If you're an employee who receives tips, even though your hourly rate may be low, your total hourly rate must reach the designated minimum wage.
That amount varies based on your location. For example, the federal minimum wage is $7.25 per hour. That means that in every state, your combined cash and tip rate must equal (or exceed) that amount.
The total hourly wage you will earn is the minimum wage for your state, unless you live in a state that requires employers to pay the minimum wage before tips. In Florida, for example, as of 2020, the total combined rate is $8.56. Florida's minimum wage is increasing to $10 in September 2021 and then increasing by $1 per hour per year until it reaches $15 in September 2026. Other states, like Alaska, require that tipped workers be paid the full state minimum wage ($10.34 in 2021) before tips.
Federal Minimum Wage for Tipped Workers
The Fair Labor Standards Act mandates that employees who earn $30 or more per month in tips be paid at least $2.13 per hour in wages. This means that if you’re a waiter, bartender, or another service employee who receives tips, your employer is only required to pay you $2.13 per hour in wages.
However, the total amount earned ($2.13/hour plus tips) must equal the federal minimum wage.
This is known as the tip credit provision or tip credit allowance. This provision allows your employer to pay you less than the minimum wage because you are receiving tips on a regular basis.
An exception to the rule applies to federal contract workers who receive tips.
As of 2021, these federal employees must be paid a cash wage of at least $7.65 per hour. If their total pay does not reach $10.95 per hour, the minimum for federal contract workers, their employer must raise their wages to make up the difference. The minimum wage for tipped contractors will gradually increase until it reaches the minimum wage for all federal contractors in January 2024.
State-by-State Minimum Wage for Tipped Workers
Some states require employers to pay their workers more than the federal tipped minimum wage.

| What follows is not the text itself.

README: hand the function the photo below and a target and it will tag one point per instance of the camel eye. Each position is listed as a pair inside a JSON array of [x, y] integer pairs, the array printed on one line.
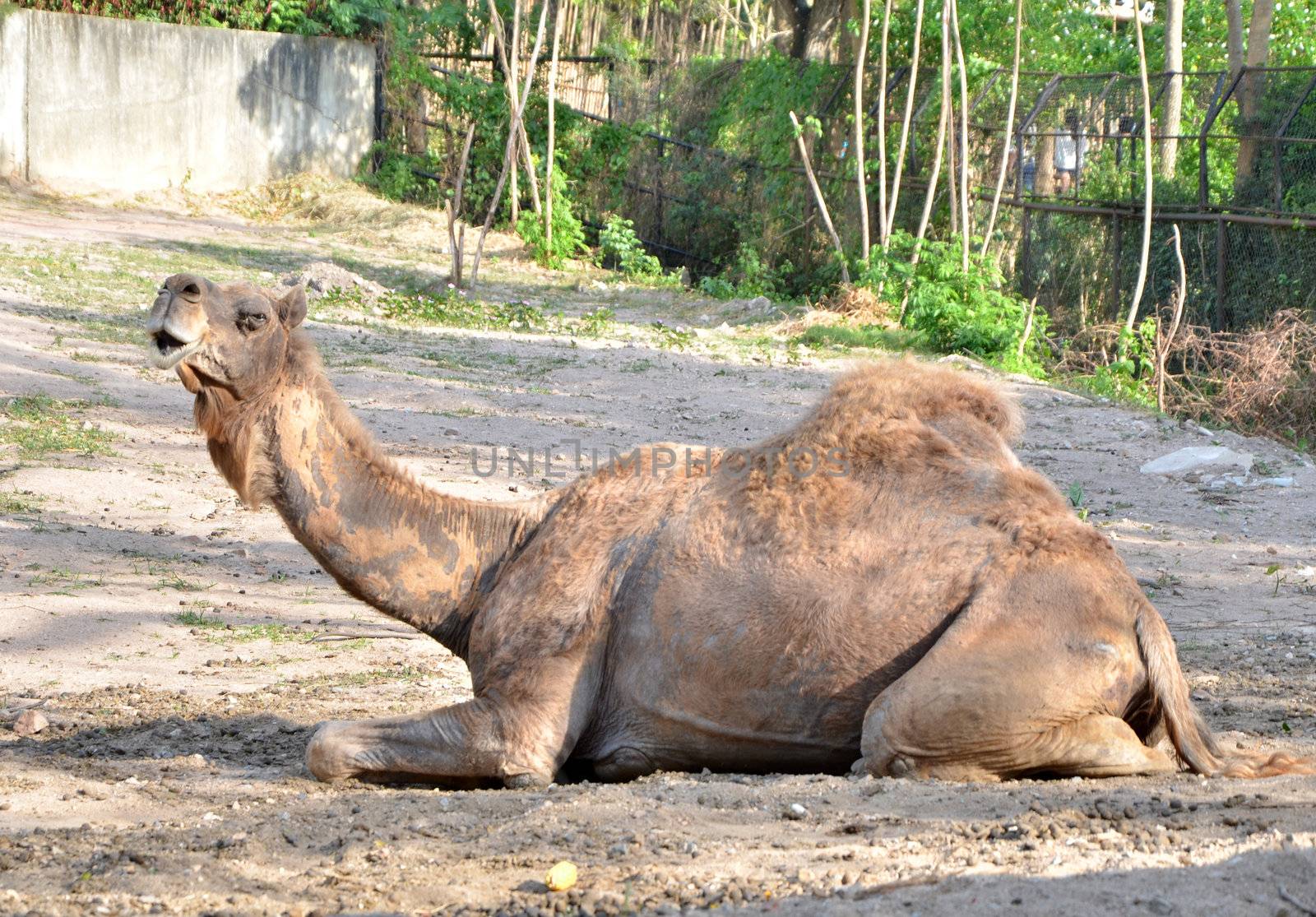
[[249, 322]]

For example, for 2021, the Arizona minimum cash wage for tipped workers is $9.15 per hour and in the state of Massachusetts, it was $5.55 per hour. The combined cash and tip state minimum wages for the two states is comparable, though, with Arizona at $12.15 per hour and Massachusetts at $12.75 per hour.
All employers must adhere to the law in their state when paying employees. If you're not sure what you should be paid, check this chart of state minimum wage laws for tipped workers.
If there are no laws stipulating a minimum wage in the state where you work, the federal minimum wage is applicable.
Calculating Total Hourly Earnings With Tip Credits
The federal minimum tip wage is combined with a tip credit to reach the federal minimum wage. For example, the maximum federal tip credit is currently $5.12 per hour. If you add the $5.12 per hour plus the minimum tipped wage of $2.13, you reach the federal minimum wage of $7.25 an hour.
While the federal minimum wage is guaranteed, tipped workers receive some of this income from employers and some from tips. Workers always earn more if the tips received bring their earnings above the minimum wage.
In a state with a higher minimum wage, the total will reach the highest minimum wage for that location. Let's use Colorado as an example. In Colorado, the tip credit is $3.02; add that to the tipped worker minimum cash wage of $9.30, and you get the state minimum wage of $12.32.
Again, the hourly earnings can be higher based on the amount of tips the worker earns. But if you’re a tipped worker, it’s in your best interests to know the minimum your employer is allowed to pay you under state and federal law.
The Bottom Line
Workers Who Earn at Least $30 per Month in Tips Are Defined as Tipped Workers: Under federal law, they may be paid a lower minimum wage as long as the balance is made up in tips.
Tipped Workers Often Earn a Lower Minimum Wage Plus Tips: If workers’ average hourly earnings don’t reach the state or federal minimum wage, employers must make up the difference.
Employers Are Allowed a Tip Credit Provision That Allows Them to Pay Less per Hour: For example, in Iowa the minimum cash wage is $4.35 and the tip credit is $2.90, bringing the total hourly wage up to $7.25 (the state and federal minimum).
Not Every State Has a Lower Minimum Wage for Tipped Workers: Some states require workers to be paid the full state minimum wage before tips.